O governo ainda quer implantar um comitê de combate à corrupção nos ministérios. A ação é planejada pela Controladoria Geral da União em parceria com os ministérios da Agricultura e da Saúde, primeiras Pastas onde os comitês internos serão implementados.

Cargos comissionados

Onyx Lorenzoni explicou que a definição dos objetivos levou em conta a possibilidade de os objetivos serem cumpridos neste início de gestão e o significado das medidas para a população.

Entre as propostas, o ministro citou a estimativa de extinção de 21 mil funções comissionadas e gratificações na administração federal. Ele destacou que isso visa a beneficiar o cidadão. Além disso, Onyx citou a medida provisória antifraudes no INSS, assinada na semana passada por Jair Bolsonaro. A expectativa é economizar aproximadamente R$ 9 bilhões neste ano com o "pente-fino" nos benefícios. No ano seguinte, em 2020, a economia pode até dobrar, declarou o chefe da Casa Civil.

Outra meta confirmada pelo governo é conceder o 13º pagamento aos 14 milhões de beneficiários do programa Bolsa Família. "Não são todas as metas, não são necessariamente as mais importantes, mas são aquelas que nós estamos divulgando", justificou Onyx, destacando que as metas apresentadas são que têm "mais chance" de serem executadas no período.

Independência do BC

O governo do presidente Jair Bolsonaro incluiu no conjunto de metas para os primeiros 100 dias da administração a independência do Banco Central. De acordo com Onyx Lorenzoni, a mudança na autoridade monetária depende do Congresso Nacional. "Mas vamos nos empenhar nisso", prometeu.

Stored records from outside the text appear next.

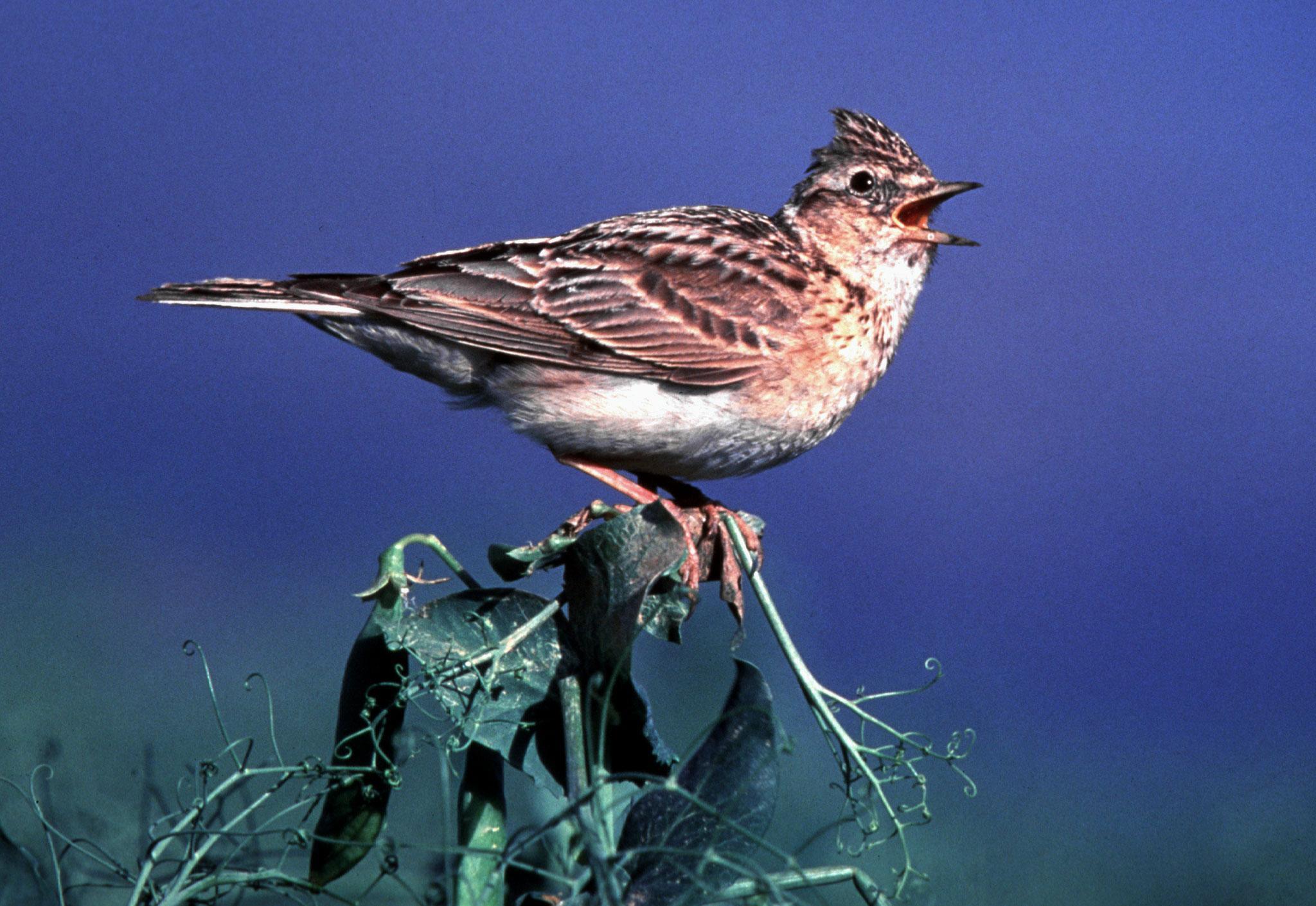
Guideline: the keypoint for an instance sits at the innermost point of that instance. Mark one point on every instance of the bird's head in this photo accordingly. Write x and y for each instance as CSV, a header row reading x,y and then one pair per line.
x,y
867,193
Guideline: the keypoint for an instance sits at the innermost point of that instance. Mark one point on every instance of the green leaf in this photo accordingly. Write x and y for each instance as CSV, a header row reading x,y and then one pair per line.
x,y
729,793
369,716
610,573
507,702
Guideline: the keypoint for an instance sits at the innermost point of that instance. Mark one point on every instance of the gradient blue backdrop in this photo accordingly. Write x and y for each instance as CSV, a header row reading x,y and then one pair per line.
x,y
1086,484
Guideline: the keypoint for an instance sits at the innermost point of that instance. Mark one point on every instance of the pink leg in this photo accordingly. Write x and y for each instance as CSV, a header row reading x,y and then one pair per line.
x,y
611,478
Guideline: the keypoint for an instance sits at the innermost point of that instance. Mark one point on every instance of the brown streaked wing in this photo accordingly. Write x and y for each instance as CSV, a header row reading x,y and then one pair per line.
x,y
661,296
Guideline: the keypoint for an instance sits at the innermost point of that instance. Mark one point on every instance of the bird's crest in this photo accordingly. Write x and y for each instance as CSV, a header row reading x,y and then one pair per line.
x,y
858,135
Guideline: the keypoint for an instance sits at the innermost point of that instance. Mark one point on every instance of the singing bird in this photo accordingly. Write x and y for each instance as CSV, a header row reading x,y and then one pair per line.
x,y
679,344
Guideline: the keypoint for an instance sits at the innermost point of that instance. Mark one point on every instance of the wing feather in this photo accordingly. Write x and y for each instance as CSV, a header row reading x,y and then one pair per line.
x,y
661,296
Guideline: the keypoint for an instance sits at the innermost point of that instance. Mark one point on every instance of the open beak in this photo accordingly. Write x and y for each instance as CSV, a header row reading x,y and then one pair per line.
x,y
912,214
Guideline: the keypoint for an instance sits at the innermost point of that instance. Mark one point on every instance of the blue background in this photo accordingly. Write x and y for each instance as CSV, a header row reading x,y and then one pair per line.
x,y
1086,484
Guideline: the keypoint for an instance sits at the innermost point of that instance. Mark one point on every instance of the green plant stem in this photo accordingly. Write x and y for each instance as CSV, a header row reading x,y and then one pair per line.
x,y
481,826
578,788
816,695
806,877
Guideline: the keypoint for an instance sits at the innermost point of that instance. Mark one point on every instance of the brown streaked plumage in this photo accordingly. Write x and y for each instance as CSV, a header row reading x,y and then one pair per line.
x,y
688,342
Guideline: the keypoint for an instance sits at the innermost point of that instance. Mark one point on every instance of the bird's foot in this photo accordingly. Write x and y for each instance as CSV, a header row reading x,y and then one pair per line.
x,y
711,556
709,553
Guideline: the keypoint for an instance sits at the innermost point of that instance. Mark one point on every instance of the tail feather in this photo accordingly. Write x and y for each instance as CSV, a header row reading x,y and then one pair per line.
x,y
236,292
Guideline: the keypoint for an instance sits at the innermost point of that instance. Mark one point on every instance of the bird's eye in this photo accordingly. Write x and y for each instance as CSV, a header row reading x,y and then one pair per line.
x,y
862,182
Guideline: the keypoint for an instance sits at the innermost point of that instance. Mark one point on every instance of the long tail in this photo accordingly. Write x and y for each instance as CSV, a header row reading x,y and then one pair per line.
x,y
303,297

Pelo documento com as metas, o governo promete "seguir modelo vigente em economias avançadas, garantindo a independência do Banco Central". Na coletiva de imprensa para apresentação do programa, o economista Roberto Campos Neto, escolhido para presidir o BC, estava presente.

Além disso, o governo anunciou que pretende fixar critérios para ocupação dos cargos nos bancos federais. "Para que banco público não seja cabide", declarou Onyx, ao comentar a meta. Pela proposta, os cargos seriam nomeados de acordo com regras "alinhando com exigências já existentes para o setor privado".